What Happened in the Sixties?

Point 5 of Nydwracu’s Priority Research Areas for Neoreaction is: “What happened in the ‘60s?”

My guess would be: the death of conservatism. Except that that probably happened in the 1950s, and the sixties were a delayed reaction to the fact that progressivism no longer had any organised opposition.

The familiar neoreactionary story is that progressives have long had the upper hand, certainly since the death of Queen Anne in England, and from the very beginning in the American colonies. Modern leftism is simply descended from the whigs.

However, though they were dominant throughout the period 1714 – 1960, they were never entirely unchallenged. There were still Tories in positions of influence who maintained a coherent traditionalist political philosophy, and who (in the later period) accomodated with the age of democracy without ever accepting its assumptions.

That political force was dying in England by 1945. It was routed and destroyed by 1957. After two hundred years of advance by overcoming conservative opposition, progressivism was left completely unconstrained. Scattered discontents remained, but, without a living conservative movement or philosophy to draw from, they were not able to make arguments that would satisfy anyone.

Progressives responded by driving out potential rebels — first from academia, always a centre of progressivism but soon owned by them exclusively, and then from organised religion.

What we think of as “the sixties” was the gradual realisation by progressives that they could get away with anything. Every door they pushed on swung open, and there was a decade of exuberant pillage.

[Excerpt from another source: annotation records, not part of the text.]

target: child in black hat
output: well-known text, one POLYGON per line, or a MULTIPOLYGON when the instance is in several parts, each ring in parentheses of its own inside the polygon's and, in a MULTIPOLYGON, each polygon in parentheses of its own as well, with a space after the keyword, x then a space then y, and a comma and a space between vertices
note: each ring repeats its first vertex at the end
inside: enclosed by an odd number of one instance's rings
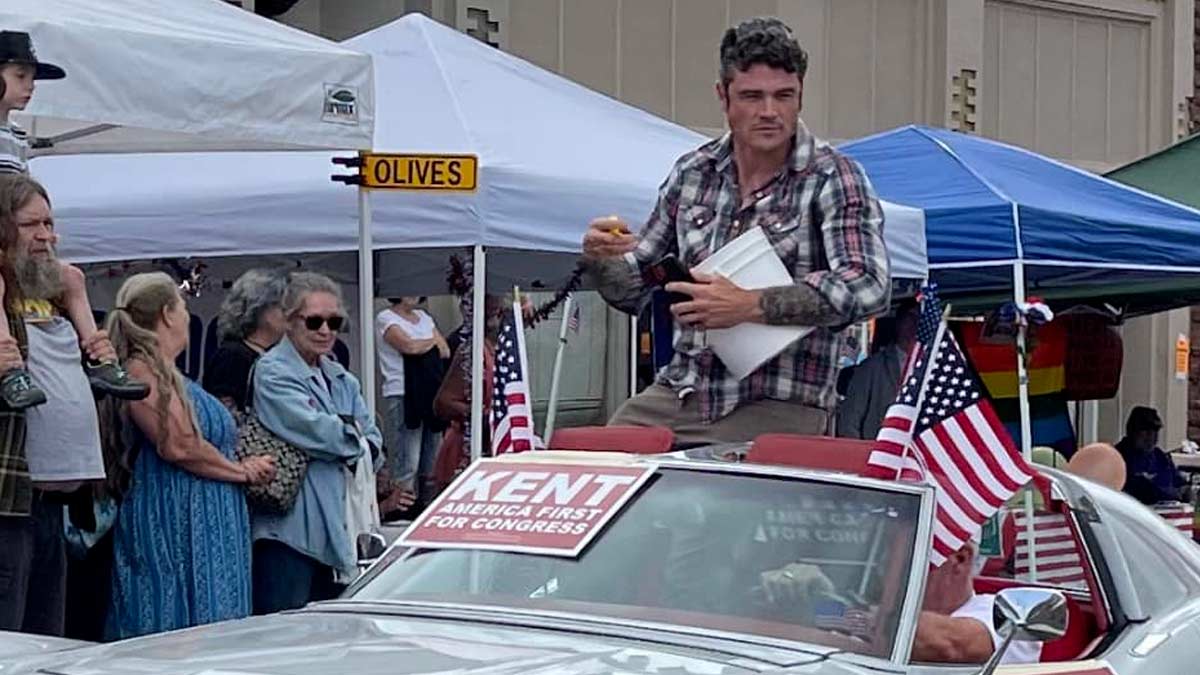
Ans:
MULTIPOLYGON (((37 79, 62 79, 66 72, 53 64, 38 61, 34 42, 28 32, 0 31, 0 173, 29 173, 29 139, 25 131, 8 117, 13 110, 24 110, 34 96, 37 79)), ((61 263, 64 294, 59 300, 71 319, 79 339, 84 342, 96 334, 96 321, 88 300, 86 280, 83 270, 61 263)), ((7 335, 7 312, 13 309, 11 295, 0 279, 0 335, 7 335)), ((36 312, 35 312, 36 313, 36 312)), ((30 315, 26 311, 26 315, 30 315)), ((88 378, 92 389, 121 399, 144 399, 149 388, 143 382, 131 380, 116 362, 89 363, 88 378)), ((30 378, 24 369, 10 370, 0 375, 0 400, 12 410, 23 410, 46 402, 46 393, 30 378)))

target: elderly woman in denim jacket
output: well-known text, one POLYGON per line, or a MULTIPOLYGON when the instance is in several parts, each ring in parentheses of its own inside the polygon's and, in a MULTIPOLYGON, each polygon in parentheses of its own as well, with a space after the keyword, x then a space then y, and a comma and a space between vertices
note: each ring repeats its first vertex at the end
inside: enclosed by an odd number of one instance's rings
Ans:
POLYGON ((270 614, 337 597, 335 572, 353 574, 347 531, 347 468, 365 438, 382 436, 359 381, 330 357, 346 316, 329 277, 293 274, 283 294, 287 335, 254 369, 253 406, 264 426, 308 453, 308 471, 292 510, 254 514, 254 613, 270 614))

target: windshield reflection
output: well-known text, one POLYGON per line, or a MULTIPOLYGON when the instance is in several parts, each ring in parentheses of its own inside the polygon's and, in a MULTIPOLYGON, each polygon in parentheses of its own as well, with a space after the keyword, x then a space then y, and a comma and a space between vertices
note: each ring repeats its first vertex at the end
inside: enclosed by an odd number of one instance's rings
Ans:
POLYGON ((578 558, 413 551, 352 597, 572 611, 886 658, 918 513, 912 494, 660 468, 578 558))

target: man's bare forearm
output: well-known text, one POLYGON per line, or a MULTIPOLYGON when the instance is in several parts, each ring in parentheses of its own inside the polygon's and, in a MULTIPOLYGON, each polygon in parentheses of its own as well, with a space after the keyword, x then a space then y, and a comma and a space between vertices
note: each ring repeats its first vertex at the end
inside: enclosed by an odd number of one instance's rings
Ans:
POLYGON ((770 325, 836 325, 841 315, 806 283, 764 288, 758 298, 763 323, 770 325))
POLYGON ((637 313, 646 295, 646 285, 624 257, 592 258, 586 263, 592 285, 613 307, 637 313))

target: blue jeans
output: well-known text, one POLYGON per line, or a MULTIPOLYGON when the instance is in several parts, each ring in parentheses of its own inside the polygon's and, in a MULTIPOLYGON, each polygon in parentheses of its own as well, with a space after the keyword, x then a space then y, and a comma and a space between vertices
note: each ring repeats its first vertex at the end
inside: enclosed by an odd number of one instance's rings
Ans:
POLYGON ((299 609, 311 602, 331 601, 344 586, 334 581, 334 568, 274 539, 254 542, 254 614, 299 609))
POLYGON ((433 476, 442 434, 426 426, 409 429, 404 424, 404 396, 388 396, 388 466, 391 478, 406 488, 418 490, 420 482, 433 476))

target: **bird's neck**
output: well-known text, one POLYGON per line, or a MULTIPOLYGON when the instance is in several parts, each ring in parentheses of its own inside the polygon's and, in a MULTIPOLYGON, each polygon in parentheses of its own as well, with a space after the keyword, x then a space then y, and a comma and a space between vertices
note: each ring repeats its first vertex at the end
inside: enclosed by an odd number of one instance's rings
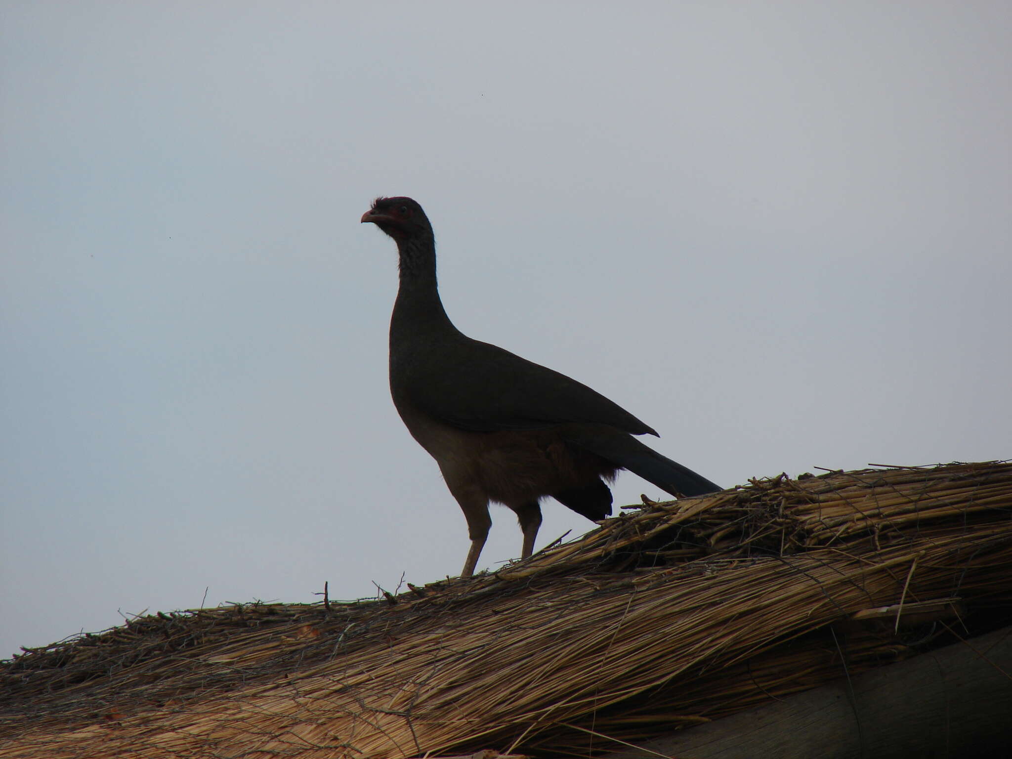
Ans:
POLYGON ((391 337, 432 330, 454 330, 439 300, 436 284, 436 244, 430 235, 399 240, 401 286, 394 304, 391 337))

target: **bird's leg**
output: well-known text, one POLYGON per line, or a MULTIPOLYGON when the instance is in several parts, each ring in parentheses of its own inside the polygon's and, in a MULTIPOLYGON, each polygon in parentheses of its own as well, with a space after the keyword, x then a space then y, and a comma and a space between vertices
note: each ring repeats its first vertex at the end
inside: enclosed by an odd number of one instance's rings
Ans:
POLYGON ((523 530, 523 550, 520 558, 526 559, 534 553, 534 540, 537 538, 537 530, 541 526, 541 507, 537 501, 530 501, 520 506, 510 506, 510 508, 516 513, 520 529, 523 530))
POLYGON ((471 538, 471 551, 468 552, 468 558, 463 562, 463 569, 460 571, 460 577, 471 577, 475 574, 475 567, 478 565, 478 557, 482 555, 482 549, 484 547, 484 537, 471 538))
MULTIPOLYGON (((453 495, 456 496, 456 492, 453 495)), ((460 504, 460 510, 463 511, 463 516, 468 520, 468 535, 471 537, 471 550, 468 552, 468 559, 463 563, 460 577, 471 577, 475 574, 478 558, 482 555, 485 540, 489 536, 492 517, 489 516, 489 501, 483 496, 458 497, 456 501, 460 504)))

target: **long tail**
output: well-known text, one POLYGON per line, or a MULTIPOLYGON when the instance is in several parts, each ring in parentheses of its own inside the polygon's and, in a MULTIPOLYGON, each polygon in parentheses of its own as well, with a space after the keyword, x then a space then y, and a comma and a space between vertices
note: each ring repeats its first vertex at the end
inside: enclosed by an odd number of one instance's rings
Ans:
POLYGON ((702 475, 672 461, 632 435, 617 430, 567 431, 567 439, 602 458, 639 475, 673 496, 701 496, 724 490, 702 475))

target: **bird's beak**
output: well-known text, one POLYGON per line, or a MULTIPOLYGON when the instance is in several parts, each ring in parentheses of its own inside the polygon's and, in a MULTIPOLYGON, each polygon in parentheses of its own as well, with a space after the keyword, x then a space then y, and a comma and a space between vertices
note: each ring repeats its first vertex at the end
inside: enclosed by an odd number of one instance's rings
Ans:
POLYGON ((377 222, 393 222, 393 221, 394 220, 391 219, 386 214, 376 214, 374 210, 372 210, 372 208, 369 208, 364 214, 362 214, 361 223, 365 224, 366 222, 372 222, 373 224, 376 224, 377 222))

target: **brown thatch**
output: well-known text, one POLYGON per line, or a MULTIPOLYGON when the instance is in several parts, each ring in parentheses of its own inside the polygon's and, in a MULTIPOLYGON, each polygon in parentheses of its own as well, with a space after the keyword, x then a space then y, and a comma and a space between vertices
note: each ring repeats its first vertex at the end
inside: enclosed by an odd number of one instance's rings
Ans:
POLYGON ((156 614, 2 670, 0 757, 587 755, 1012 618, 1012 465, 648 504, 473 581, 156 614))

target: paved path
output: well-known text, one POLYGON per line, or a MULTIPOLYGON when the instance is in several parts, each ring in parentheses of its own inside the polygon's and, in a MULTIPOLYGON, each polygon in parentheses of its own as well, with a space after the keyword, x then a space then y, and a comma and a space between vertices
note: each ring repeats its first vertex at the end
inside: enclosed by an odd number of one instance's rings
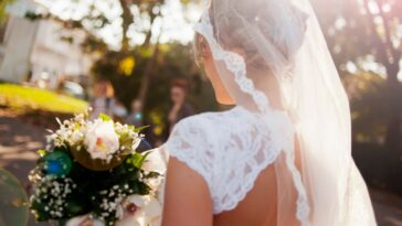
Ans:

The end came as they gradually adapted to the fact that they were now the establishment, and needed to produce some measure of moderation from within. They started to address their contradictions among themselves: many of today’s basic political and cultural assumptions were decided somewhat arbitrarily in that 1970s settlement. (That, for instance, is where paedophiles failed to make the cut as a protected victim group). The recessions of the 1970s injected a note of realism into economic policy, and the enfeebled Conservative Party reenergised itelf, but basing its new opposing philosophy on classical liberalism rather than conservatism.

It was hard for me to understand the process, because, being born after the sixties, an actual conservative movement is something I have never seen. It was on its last legs in the first half of the century, but it really existed. This biography of Anthony Eden gives some clues as to what it looked like: patrician, honourable, suspicious of America, and doomed. There were presumably others like Eden, but today there are none.

This has obviously been a very anglocentric account. I would guess that the story for France would be fairly similar, though I don’t know, but that America was a bit different. The outcome seems to have been much the same in all three.